Èun cantuccino che non è un cantuccino "Biscotto di Prato", ma lo è ancor di più. Con questo pasticcio o meglio ancora pasticcino di parole, non si vuol confondere il palato, ma rendere l'idea della "specialità" di questo piccolo grande tesoro del gusto toscano.
Perché quando lo mangi, si apre a poco a poco un mondo che non ti aspetti. Da esplorare in un viaggio che unisce sapori e luoghi racchiusi in questo dolce che ha quasi due secoli di storia. E rappresenta le sfumature di una città come Prato che, pur essendo in una regione culla della cultura e dell'arte, in genere si associa al comparto del tessile. E meno ai suoi tesori storici. Tutti da scoprire seguendo il profumo di questo biscotto speciale che si sforna nel biscottificio artigianale Antonio Mattei.

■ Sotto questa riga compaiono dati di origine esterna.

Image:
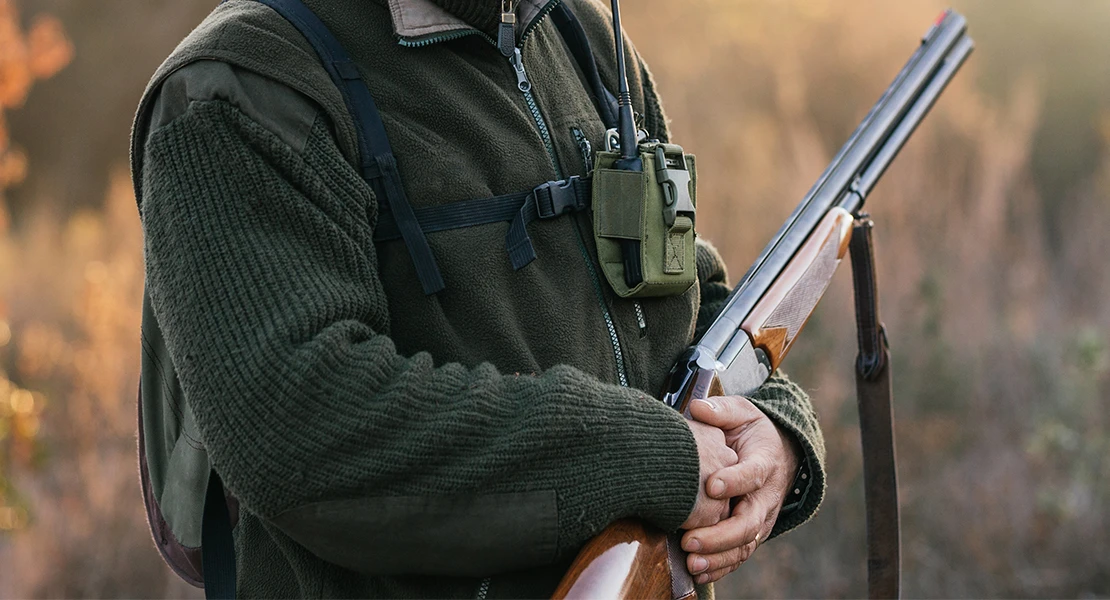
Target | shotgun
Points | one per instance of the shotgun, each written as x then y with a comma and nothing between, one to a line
770,305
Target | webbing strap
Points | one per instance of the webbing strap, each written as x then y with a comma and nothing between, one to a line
218,547
876,424
547,201
375,155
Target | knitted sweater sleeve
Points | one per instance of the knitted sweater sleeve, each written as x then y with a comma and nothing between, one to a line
262,274
780,398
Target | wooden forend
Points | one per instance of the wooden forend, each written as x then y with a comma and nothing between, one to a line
775,323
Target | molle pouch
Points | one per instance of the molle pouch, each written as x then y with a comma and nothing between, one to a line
644,222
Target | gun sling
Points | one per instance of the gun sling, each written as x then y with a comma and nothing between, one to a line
876,423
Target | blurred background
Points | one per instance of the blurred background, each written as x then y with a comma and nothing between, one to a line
992,241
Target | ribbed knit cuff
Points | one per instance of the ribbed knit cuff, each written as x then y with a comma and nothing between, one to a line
649,470
788,406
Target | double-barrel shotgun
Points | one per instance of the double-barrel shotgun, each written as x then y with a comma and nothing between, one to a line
769,306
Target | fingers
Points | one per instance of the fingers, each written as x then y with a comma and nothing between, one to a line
715,576
730,534
749,475
725,412
706,568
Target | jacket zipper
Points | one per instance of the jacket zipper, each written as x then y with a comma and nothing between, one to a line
585,148
639,318
483,588
525,87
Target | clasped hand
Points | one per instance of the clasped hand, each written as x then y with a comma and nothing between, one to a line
747,467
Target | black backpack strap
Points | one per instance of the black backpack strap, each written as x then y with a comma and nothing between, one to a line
218,553
547,201
375,155
576,40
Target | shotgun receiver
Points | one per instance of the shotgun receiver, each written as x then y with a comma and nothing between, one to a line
770,305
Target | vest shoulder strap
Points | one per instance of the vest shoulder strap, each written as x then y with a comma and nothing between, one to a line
377,164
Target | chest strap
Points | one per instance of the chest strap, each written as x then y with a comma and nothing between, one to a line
547,201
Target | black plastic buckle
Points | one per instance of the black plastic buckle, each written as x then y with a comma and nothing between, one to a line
556,197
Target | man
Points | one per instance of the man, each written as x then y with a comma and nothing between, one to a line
382,441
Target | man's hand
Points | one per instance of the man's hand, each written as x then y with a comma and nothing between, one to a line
715,456
758,482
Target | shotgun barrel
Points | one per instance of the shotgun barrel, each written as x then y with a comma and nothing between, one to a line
770,305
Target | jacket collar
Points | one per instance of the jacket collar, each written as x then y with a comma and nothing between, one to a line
420,22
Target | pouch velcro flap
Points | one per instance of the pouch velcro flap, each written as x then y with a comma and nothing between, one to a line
621,215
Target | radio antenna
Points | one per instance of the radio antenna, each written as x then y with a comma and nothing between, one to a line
626,123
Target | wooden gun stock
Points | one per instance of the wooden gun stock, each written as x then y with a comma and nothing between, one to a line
633,560
629,559
768,307
777,318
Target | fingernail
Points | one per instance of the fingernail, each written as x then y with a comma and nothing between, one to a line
710,404
716,488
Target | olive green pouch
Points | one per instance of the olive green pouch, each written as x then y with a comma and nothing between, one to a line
654,207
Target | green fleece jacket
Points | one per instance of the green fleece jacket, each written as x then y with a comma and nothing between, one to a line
380,441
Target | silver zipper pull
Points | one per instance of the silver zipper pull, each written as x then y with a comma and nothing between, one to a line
639,318
522,78
506,32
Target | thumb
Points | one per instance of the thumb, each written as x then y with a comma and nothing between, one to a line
724,412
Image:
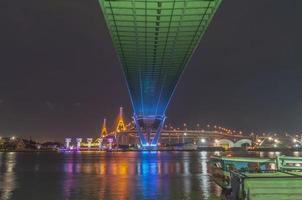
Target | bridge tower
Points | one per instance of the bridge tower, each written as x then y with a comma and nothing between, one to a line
104,131
120,122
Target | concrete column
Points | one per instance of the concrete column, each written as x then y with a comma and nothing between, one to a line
89,141
79,140
67,141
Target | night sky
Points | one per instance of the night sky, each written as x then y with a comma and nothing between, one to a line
60,75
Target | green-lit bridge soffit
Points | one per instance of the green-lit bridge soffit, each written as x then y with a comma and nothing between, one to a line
154,40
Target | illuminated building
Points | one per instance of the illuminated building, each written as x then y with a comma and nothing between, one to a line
154,41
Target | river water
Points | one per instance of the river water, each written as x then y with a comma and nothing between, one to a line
108,176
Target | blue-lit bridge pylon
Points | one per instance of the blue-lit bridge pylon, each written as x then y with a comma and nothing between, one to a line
145,126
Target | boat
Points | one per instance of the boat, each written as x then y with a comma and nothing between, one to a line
279,179
221,166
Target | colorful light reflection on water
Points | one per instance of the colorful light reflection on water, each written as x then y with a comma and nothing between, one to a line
106,176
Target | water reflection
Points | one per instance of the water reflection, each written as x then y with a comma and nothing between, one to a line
106,176
7,175
134,175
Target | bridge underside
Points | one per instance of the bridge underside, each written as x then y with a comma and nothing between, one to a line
154,40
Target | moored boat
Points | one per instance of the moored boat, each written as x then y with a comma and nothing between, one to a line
279,179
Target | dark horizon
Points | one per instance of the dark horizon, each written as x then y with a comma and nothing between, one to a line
60,75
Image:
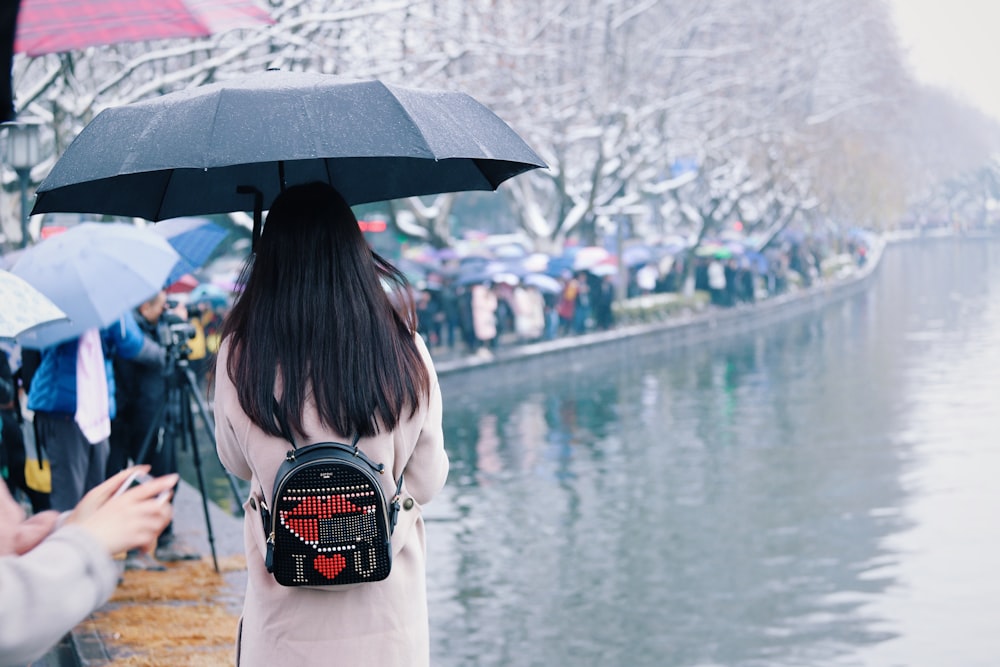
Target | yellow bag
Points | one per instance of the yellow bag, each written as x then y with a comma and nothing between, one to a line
38,478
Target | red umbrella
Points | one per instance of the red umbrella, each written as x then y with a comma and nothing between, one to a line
54,26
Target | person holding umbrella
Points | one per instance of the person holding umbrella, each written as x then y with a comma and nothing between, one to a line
73,399
314,341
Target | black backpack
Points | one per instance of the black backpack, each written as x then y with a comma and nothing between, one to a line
329,522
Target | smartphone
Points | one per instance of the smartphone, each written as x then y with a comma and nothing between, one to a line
135,479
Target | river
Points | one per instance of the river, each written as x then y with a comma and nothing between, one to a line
819,492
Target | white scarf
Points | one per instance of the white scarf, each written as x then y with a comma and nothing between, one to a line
92,408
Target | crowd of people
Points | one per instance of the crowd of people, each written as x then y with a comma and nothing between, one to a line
471,315
95,404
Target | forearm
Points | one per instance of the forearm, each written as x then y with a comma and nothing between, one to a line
49,590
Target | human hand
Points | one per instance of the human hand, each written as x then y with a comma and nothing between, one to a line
131,520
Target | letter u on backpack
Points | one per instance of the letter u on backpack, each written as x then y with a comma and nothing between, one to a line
329,522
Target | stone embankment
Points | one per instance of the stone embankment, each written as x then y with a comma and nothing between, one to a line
188,614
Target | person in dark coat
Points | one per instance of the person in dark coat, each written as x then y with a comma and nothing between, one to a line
141,392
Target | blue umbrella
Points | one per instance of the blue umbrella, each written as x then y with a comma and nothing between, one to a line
194,239
94,273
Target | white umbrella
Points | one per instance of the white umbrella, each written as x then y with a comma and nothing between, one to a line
24,307
589,256
94,272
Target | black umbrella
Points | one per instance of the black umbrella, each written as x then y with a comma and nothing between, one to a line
234,145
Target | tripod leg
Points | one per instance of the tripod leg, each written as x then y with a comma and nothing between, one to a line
154,429
187,428
206,418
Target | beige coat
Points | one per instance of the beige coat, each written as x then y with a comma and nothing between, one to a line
381,623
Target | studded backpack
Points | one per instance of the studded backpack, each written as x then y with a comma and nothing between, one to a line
329,522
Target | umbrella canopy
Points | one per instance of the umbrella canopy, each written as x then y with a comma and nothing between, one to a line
94,272
234,145
589,256
55,26
24,307
194,239
543,283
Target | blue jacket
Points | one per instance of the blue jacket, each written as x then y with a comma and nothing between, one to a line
53,387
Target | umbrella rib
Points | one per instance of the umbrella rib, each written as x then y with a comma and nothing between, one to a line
409,116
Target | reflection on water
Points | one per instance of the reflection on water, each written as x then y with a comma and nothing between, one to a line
817,493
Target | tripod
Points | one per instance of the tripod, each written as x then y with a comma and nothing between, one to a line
175,421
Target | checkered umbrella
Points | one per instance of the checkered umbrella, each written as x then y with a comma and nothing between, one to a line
54,26
24,307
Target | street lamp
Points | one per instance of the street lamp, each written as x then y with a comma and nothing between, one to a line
22,154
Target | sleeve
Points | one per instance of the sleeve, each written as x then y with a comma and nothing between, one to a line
427,469
227,445
49,590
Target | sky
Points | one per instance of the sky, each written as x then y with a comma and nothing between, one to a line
954,44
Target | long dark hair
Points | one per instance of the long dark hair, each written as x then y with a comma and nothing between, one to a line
315,309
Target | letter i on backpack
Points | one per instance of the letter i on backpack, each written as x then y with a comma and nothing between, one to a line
328,522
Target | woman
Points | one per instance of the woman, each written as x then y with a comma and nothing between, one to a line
315,339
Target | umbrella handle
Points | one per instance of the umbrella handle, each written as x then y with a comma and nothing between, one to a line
258,211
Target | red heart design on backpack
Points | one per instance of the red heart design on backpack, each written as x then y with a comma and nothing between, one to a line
330,566
304,519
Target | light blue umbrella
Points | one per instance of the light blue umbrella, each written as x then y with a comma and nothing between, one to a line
94,272
194,239
24,307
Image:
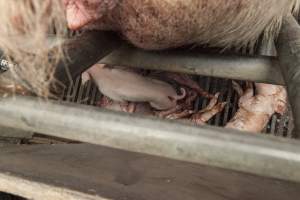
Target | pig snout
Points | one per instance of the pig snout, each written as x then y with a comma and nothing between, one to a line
80,13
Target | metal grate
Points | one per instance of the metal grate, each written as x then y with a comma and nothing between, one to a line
278,125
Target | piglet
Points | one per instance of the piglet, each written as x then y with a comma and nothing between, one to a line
124,85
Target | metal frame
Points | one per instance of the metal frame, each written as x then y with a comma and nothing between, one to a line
229,149
265,156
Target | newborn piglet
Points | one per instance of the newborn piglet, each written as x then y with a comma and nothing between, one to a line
255,110
139,108
123,86
184,80
202,116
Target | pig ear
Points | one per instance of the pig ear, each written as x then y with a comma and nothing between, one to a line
77,15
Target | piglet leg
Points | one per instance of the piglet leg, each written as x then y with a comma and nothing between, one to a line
187,81
209,112
255,110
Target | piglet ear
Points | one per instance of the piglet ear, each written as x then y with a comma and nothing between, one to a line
77,15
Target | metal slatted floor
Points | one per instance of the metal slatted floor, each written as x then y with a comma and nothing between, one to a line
278,125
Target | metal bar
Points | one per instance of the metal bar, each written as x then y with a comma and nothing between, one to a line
229,149
82,52
258,69
289,58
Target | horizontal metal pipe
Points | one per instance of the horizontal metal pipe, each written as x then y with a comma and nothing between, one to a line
229,149
289,57
258,69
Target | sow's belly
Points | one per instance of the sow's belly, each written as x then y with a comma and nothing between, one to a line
160,24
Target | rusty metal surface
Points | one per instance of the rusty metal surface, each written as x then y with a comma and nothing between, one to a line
230,149
194,61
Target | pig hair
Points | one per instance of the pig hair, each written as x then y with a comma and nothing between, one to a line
24,40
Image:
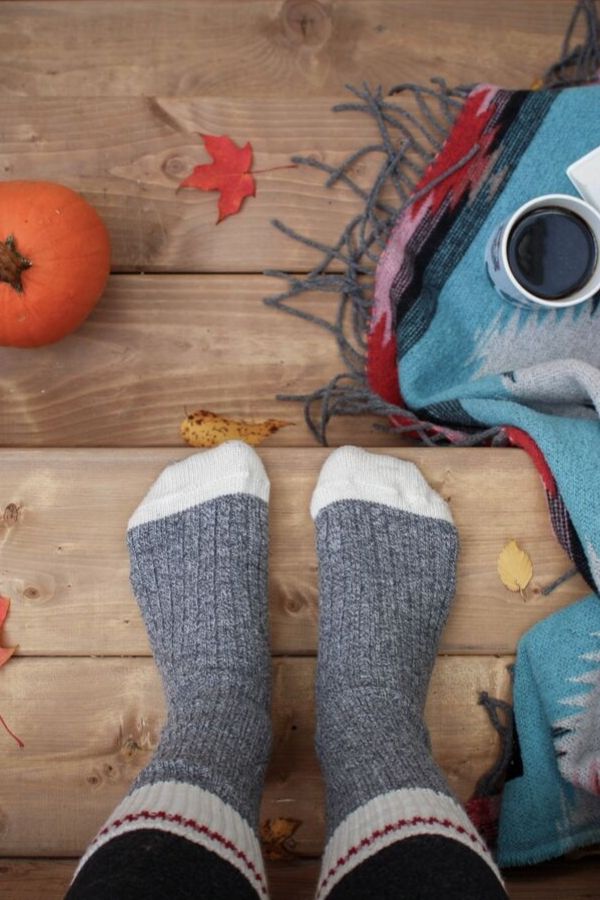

Dal 1858 nella stessa sede su strada, in via Ricasoli, a un passo dal Duomo, non si è mai trasferito in una fabbrica fuori dal centro, a testimonianza del legame strettissimo con la città. Il nome del laboratorio è quello del fondatore che diede vita a questo cantuccino che però non si chiama così. Il termine d'uso comune non compare mai sui sacchetti di elegante carta blu Savoia che accolgono il "Biscotto di Prato alla mandorla". Anche se proprio Mattei è considerato il primo depositario della ricetta del cantuccio come lo conosciamo, in versione moderna.